Three-week schedule of irinotecan plus cisplatin in patients with previously untreated extensive-stage small-cell lung cancer
- PMID: 17133266
- PMCID: PMC2360764
- DOI: 10.1038/sj.bjc.6603500
Three-week schedule of irinotecan plus cisplatin in patients with previously untreated extensive-stage small-cell lung cancer
Abstract
Irinotecan and cisplatin demonstrated promising outcomes in extensive-stage small-cell lung cancer. According to the dosage and schedule of irinotecan, efficacy and toxicity profiles showed subtle differences. This study was designed to evaluate efficacy and toxicity of 3-week schedule of irinotecan/cisplatin in patients with previously untreated extensive-stage small-cell lung cancer. The primary objective was to evaluate response rate and secondary objectives were overall survival and progression-free survival. Patients with previously untreated extensive-stage small-cell lung cancer were enrolled. Irinotecan 65 mg m-2 was administered on days 1 and 8 and cisplatin 60 mg m-2 on day 1. Treatment was repeated every 3 weeks.
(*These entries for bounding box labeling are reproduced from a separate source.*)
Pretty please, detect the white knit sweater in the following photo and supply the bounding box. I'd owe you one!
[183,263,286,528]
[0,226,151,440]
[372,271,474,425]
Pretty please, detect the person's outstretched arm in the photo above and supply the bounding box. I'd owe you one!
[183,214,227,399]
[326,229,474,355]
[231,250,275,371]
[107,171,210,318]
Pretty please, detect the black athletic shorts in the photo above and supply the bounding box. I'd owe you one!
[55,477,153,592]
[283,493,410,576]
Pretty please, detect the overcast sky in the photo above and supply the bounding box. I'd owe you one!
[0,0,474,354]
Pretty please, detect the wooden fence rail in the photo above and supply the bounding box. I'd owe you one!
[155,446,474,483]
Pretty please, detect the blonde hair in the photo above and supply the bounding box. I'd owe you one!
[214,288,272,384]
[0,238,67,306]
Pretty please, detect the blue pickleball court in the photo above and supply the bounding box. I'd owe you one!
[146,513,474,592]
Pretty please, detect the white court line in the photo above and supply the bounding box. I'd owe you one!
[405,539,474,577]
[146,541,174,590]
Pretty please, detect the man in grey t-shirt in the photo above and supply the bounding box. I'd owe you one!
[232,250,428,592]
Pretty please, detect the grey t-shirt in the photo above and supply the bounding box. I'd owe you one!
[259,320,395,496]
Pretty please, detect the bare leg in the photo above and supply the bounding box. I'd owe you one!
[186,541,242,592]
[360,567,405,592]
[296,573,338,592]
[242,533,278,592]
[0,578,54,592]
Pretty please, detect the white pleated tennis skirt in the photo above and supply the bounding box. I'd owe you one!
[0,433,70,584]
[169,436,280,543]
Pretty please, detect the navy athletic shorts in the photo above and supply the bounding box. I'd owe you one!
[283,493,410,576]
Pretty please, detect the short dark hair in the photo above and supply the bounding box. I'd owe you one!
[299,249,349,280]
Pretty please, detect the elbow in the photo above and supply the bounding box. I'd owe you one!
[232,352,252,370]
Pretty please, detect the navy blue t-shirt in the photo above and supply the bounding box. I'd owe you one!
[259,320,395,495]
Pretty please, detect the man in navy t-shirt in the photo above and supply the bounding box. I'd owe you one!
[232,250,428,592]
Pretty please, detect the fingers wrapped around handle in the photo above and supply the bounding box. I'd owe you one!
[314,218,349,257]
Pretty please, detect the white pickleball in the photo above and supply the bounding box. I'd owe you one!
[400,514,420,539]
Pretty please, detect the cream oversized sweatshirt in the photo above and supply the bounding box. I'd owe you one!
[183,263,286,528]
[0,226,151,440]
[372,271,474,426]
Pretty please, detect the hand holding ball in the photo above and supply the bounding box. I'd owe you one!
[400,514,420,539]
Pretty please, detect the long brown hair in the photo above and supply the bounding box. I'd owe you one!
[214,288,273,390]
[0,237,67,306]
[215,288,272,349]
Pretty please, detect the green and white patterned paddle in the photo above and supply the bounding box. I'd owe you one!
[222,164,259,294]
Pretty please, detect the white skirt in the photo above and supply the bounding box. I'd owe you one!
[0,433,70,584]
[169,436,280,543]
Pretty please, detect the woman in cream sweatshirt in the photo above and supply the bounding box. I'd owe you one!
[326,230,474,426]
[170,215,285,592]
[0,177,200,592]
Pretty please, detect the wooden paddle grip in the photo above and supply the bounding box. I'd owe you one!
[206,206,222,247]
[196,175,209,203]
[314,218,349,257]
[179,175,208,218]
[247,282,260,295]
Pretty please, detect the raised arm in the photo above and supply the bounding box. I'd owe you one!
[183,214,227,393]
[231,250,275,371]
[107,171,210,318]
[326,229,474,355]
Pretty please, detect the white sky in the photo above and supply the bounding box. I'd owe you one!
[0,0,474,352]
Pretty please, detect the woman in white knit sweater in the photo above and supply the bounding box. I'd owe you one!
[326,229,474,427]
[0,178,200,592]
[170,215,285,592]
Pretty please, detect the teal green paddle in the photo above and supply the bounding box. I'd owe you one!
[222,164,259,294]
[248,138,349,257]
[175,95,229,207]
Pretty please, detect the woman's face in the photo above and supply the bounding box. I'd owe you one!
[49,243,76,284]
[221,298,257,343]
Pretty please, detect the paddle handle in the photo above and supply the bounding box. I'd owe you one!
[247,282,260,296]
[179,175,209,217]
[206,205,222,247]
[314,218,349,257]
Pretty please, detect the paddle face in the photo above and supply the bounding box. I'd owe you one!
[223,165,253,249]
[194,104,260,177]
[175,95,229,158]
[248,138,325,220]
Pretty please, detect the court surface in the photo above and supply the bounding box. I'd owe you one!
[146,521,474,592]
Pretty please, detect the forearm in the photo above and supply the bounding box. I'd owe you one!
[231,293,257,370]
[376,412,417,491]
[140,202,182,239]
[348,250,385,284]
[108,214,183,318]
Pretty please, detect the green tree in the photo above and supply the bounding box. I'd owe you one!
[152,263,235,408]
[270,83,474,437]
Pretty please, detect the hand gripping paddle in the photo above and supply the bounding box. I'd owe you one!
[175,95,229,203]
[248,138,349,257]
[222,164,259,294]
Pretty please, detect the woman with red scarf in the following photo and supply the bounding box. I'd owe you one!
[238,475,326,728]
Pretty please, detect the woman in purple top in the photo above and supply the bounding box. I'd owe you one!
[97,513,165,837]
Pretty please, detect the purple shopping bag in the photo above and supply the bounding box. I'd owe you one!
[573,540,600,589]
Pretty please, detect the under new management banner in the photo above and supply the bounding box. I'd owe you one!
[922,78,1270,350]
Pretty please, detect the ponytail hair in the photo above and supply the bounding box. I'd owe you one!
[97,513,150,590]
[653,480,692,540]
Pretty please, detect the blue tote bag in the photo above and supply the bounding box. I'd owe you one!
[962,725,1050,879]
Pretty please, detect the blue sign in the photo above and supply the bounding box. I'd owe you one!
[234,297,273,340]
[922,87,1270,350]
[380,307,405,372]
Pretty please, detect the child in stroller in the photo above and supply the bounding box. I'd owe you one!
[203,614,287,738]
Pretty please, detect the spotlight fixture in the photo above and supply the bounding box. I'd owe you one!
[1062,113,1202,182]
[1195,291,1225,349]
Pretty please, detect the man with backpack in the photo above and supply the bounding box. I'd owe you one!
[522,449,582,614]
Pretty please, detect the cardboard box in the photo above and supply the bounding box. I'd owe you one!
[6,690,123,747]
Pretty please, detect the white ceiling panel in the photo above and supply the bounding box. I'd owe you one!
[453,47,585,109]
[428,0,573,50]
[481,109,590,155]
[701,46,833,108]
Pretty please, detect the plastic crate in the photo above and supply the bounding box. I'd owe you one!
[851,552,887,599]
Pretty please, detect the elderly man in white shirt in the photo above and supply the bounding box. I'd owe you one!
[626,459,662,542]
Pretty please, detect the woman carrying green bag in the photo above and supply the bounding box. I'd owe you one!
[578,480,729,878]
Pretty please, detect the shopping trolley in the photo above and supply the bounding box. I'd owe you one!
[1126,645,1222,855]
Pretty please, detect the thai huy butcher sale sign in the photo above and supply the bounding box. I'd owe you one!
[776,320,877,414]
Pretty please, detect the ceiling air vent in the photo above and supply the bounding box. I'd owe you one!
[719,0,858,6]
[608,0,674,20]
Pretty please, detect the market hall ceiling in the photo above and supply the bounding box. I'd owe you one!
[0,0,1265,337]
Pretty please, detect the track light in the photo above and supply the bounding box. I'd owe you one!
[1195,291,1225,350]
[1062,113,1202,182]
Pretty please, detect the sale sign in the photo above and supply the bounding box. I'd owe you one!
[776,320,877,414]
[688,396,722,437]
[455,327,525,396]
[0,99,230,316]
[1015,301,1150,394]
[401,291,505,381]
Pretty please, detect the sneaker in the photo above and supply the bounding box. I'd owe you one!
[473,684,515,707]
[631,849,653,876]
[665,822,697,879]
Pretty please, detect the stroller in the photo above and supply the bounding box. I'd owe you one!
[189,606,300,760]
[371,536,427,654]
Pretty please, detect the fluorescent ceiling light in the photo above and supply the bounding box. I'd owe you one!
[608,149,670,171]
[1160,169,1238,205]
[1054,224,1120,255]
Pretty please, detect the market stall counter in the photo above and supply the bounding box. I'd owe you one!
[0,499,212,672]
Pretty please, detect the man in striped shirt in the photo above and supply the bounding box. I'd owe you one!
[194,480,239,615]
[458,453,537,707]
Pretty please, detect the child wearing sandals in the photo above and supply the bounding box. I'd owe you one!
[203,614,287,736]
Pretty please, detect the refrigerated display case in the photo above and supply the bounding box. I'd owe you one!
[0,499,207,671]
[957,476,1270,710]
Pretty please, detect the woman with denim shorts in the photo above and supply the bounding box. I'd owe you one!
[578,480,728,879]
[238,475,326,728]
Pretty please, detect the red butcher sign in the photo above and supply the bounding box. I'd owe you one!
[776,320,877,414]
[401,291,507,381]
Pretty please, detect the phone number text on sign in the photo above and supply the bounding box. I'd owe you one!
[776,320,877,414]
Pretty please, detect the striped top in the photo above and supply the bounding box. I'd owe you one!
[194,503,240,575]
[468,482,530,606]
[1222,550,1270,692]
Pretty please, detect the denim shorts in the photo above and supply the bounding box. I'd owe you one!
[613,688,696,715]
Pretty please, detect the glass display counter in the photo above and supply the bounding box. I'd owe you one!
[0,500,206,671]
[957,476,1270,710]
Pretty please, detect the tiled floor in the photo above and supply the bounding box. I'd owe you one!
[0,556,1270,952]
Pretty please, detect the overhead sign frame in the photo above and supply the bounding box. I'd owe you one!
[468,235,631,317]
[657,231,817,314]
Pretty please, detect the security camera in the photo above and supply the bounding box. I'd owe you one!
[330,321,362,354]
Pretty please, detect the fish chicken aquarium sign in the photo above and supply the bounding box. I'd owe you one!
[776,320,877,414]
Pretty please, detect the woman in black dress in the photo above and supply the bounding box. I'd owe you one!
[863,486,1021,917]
Seven out of 54 patients (13.0%) had complete response, and partial response was observed in 33 (61.1%). The overall response rate was 74.1% (95% CI; 62.0-82.2%). Stable disease was observed in eight (14.8%) and no progressive disease was observed. After a median follow-up duration of 28.7 months, the median overall survival and progressive-free survival were 13.6 and 6.5 months, respectively. Major grade 3/4 toxicities were neutropenia (50.0%), anorexia (42.6%), diarrhoea (29.6%), fatigue (29.6%) and vomiting (13.0%). There was one treatment-related death owing to pneumonia. Three-week schedule of irinotecan/cisplatin showed effective antitumour activity and moderate toxicities in patients with previously untreated extensive-stage small-cell lung cancer.